5th grade students in Mrs. Fuentes' class worked collaboratively to create shadow puppet performances demonstrating their understanding of research done on Native American regions. After a brief rehersal, students were able to revise their work based on self reflection using a rubric. After the final performance, students provided feedback to each other based on the success criteria.
Ms. Silvia's students at Hoopa Valley Elementary studied the science and cultural context of winter solstice. Students applied concepts of value, proportion, balance and contrast to both linear and circular representations of the winter solstice.

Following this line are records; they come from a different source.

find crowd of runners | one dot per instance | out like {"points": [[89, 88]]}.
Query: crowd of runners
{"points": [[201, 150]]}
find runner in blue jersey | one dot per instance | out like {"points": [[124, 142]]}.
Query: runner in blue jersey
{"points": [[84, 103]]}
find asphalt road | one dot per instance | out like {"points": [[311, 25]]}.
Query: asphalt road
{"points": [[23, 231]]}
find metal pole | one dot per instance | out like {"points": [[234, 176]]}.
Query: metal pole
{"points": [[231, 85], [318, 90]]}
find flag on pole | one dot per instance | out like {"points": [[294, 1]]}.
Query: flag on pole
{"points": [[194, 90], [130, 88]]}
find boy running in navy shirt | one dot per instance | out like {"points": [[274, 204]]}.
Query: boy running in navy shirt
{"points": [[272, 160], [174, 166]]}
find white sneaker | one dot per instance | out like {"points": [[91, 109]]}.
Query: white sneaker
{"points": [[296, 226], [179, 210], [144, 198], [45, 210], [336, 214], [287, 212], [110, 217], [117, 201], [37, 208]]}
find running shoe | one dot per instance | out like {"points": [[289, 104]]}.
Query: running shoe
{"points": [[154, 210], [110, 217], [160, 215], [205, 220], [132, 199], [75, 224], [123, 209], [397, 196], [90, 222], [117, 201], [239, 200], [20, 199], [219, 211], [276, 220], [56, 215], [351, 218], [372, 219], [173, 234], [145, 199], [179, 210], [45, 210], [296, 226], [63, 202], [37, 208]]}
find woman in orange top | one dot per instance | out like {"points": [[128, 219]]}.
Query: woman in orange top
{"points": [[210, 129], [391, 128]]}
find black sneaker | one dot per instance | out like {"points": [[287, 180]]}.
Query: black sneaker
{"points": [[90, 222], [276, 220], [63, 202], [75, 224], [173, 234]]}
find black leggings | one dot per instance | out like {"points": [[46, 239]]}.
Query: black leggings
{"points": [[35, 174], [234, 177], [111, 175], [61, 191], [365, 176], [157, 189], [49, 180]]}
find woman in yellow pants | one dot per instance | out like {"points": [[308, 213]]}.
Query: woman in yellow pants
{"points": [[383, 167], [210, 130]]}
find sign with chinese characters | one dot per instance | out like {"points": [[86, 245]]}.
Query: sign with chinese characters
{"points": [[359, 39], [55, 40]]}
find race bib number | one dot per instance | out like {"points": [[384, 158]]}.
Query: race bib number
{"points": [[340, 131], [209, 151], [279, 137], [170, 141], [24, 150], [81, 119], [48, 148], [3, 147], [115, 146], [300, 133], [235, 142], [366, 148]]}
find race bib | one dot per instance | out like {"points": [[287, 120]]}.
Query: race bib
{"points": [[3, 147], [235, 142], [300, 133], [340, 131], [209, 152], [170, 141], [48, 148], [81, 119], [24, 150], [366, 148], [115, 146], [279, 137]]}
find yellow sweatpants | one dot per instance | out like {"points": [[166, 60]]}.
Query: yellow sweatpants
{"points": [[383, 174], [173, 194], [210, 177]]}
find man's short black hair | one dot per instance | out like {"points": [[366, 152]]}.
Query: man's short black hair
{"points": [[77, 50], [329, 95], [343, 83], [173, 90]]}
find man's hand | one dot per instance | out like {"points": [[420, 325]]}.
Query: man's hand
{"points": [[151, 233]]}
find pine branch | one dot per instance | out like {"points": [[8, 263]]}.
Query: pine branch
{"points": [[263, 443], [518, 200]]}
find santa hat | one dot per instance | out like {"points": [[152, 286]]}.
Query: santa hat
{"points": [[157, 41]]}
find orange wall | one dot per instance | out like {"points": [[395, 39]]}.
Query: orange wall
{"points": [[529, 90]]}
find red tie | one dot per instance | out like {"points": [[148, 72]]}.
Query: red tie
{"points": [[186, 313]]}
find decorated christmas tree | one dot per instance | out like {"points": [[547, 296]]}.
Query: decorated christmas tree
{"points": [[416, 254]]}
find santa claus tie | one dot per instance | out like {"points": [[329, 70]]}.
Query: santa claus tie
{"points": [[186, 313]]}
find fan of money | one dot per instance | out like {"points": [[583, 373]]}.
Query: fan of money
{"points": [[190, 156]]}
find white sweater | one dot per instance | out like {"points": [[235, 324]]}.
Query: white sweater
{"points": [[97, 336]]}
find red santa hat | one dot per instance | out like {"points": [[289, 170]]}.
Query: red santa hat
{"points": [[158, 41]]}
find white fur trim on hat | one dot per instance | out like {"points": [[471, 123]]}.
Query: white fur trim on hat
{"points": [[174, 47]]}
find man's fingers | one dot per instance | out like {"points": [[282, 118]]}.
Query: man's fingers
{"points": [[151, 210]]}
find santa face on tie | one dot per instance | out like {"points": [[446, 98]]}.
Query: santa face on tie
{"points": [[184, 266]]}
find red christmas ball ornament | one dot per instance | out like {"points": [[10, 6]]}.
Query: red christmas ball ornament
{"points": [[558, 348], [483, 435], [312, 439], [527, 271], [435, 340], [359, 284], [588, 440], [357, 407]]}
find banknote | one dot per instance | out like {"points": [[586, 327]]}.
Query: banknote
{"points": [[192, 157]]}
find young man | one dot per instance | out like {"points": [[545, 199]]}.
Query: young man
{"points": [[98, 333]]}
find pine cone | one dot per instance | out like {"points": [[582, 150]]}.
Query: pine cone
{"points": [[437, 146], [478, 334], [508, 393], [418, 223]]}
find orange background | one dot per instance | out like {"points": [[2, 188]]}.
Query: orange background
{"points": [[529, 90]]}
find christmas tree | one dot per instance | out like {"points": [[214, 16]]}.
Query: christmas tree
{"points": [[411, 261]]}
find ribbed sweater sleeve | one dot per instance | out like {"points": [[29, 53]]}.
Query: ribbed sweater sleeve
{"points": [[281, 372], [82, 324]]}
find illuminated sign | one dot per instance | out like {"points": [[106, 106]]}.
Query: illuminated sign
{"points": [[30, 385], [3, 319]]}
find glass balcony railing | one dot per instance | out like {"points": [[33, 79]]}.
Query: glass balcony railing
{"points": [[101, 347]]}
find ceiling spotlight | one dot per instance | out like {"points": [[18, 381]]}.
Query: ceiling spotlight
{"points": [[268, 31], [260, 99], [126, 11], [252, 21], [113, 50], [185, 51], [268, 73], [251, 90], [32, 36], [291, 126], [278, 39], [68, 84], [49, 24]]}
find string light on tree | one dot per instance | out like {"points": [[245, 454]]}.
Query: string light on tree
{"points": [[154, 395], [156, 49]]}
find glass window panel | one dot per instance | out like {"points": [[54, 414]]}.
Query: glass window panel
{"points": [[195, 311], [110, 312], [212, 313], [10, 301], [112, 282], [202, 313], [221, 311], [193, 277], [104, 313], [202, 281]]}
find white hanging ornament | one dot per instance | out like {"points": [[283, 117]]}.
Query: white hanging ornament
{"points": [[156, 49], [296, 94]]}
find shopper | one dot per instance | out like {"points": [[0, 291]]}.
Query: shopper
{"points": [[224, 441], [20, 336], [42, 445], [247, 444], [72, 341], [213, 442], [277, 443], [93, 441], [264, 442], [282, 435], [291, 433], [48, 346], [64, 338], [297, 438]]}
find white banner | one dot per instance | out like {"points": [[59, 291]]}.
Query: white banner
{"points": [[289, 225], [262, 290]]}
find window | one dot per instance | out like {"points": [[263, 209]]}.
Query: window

Teachers Mr. Freeman at Winship Middle School and Mr. Bird at Zane Middle School worked with the North Coast Arts Integration Project to bring fabric quilts into the English Language Arts class. The students wrote a folk tale that illustrated a personal value. Students then learned about artistic symbolism and the history of quilts and quilt stories from around the world.
The students created fabric quilt squares to represent their focus value using fabric and an iron on appliqué technique. Written artist statements explained the meaning of the work for viewers of their quilt squares. For example, a hammer might represent the importance of hard work while a sandwich cut in two might represent the importance of being generous and sharing with others.
Third grade students at Alice Birney are practicing songs for the winter performance. Under the direction of music specialist and teacher Mary DeAndreis, students are learning the historical and cultural context of the songs they're performing. Ms. DeAndreis is using the winter event as an opportunity to explicitly teach elements of music such as rhythm and melody. Shown below, students practice signing the lyrics.
Ms.Watkins' students at Alice Birney learned about tints and shades. After developing their paint mixing skills, they used writing to further demonstrate their understanding.
Students from Zane Middle School are showing their “Identity Stencil” artworks in a show called “Who Are You?” at the Morris Graves Youth Art Gallery opening December 3, 2016 for Arts Alive.
In this project, students designed an image based upon character traits, and they used stencils and spray paint to make their images come to life. The works are filled with unique symbols, personal histories, and most importantly, self-identification.
This “Identity Stencils” lesson was made possible with the help of the North Coast Arts Integration Project. With arts integration support, students successfully and meaningfully completed California Standards for the Visual Arts as well as Common Core English Language Arts standards. Throughout the project students engaged in writing about their art and the art of others, culminating in a written Artist’s Statement which explains the metaphors and visual symbolism they used in their art.
The North Coast Arts Integration Project (artsintegration.net) is a four year federal grant for eight local schools to increase engagement and understanding of core content through arts integration. Project coordinator Bill Funkhouser stated, “We are seeing consistent gains in student achievement and interest as the core curriculum is taught in combination with visual and performing arts.”